Even if our powers were less doubtful in this respect as the Constitution now stands, there are considerations afforded by recent experience which would seem to make it our duty to avoid a resort to such a system. All will admit that the simplicity and economy of the State governments mainly depend on the fact that money has to be supplied to support them by the same men, or their agents, who vote it away in appropriations. Hence when there are extravagant and wasteful appropriations there must be a corresponding increase of taxes, and the people, becoming awakened, will necessarily scrutinize the character of measures which thus increase their burdens. By the watchful eye of self-interest the agents of the people in the State governments are repressed and kept within the limits of a just economy.
But if the necessity of levying the taxes be taken from those who make the appropriations and thrown upon a more distant and less responsible set of public agents, who have power to approach the people by an indirect and stealthy taxation, there is reason to fear that prodigality will soon supersede those characteristics which have thus far made us look with so much pride and confidence to the State governments as the main-stay of our Union and liberties. The State legislatures, instead of studying to restrict their State expenditures to the smallest possible sum, will claim credit for their profusion, and harass the General Government for increased supplies.
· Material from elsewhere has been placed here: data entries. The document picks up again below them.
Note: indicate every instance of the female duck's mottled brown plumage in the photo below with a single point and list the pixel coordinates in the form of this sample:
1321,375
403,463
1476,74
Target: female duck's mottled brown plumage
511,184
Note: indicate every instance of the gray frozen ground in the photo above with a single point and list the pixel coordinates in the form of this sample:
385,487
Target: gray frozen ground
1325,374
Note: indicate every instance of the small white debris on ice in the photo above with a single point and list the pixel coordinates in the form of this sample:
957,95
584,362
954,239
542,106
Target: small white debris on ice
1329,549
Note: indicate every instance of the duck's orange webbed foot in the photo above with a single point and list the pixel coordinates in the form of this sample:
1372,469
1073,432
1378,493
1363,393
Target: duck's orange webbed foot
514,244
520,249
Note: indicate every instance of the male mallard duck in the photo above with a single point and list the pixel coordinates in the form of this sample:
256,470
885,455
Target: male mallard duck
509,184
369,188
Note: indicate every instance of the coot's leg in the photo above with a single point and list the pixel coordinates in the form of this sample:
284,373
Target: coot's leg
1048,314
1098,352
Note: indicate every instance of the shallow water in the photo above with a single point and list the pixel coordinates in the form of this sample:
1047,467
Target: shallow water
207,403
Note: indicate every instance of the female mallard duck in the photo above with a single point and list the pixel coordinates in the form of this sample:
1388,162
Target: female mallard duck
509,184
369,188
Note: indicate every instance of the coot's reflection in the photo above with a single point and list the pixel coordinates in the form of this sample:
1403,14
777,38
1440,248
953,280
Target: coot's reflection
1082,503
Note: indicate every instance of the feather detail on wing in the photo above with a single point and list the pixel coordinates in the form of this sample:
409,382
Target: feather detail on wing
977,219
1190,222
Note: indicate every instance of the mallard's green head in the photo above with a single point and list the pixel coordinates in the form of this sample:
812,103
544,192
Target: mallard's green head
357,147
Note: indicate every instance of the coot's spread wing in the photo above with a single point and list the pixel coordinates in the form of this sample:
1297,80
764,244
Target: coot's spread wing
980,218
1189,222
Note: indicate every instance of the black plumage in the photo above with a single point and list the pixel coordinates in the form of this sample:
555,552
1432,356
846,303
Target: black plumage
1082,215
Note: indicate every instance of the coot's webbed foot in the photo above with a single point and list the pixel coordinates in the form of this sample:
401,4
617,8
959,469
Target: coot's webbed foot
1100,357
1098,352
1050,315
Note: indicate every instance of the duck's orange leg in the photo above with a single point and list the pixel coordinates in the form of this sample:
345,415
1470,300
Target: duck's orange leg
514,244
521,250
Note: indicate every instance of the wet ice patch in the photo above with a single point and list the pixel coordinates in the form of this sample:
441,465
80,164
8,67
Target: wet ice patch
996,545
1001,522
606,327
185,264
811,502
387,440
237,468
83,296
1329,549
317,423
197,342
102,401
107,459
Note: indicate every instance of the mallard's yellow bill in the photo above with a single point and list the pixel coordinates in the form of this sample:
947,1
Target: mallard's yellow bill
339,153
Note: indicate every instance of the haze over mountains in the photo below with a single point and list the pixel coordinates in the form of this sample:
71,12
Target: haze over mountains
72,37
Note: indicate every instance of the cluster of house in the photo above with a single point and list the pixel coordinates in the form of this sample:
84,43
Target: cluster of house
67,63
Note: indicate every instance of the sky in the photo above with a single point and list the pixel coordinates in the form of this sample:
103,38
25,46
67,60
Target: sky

Practically there would soon be but one taxing power, and that vested in a body of men far removed from the people, in which the farming and mechanic interests would scarcely be represented. The States would gradually lose their purity as well as their independence; they would not dare to murmur at the proceedings of the General Government, lest they should lose their supplies; all would be merged in a practical consolidation, cemented by wide-spread corruption, which could only be eradicated by one of those bloody revolutions which occasionally over-throw the despotic systems of the Old World.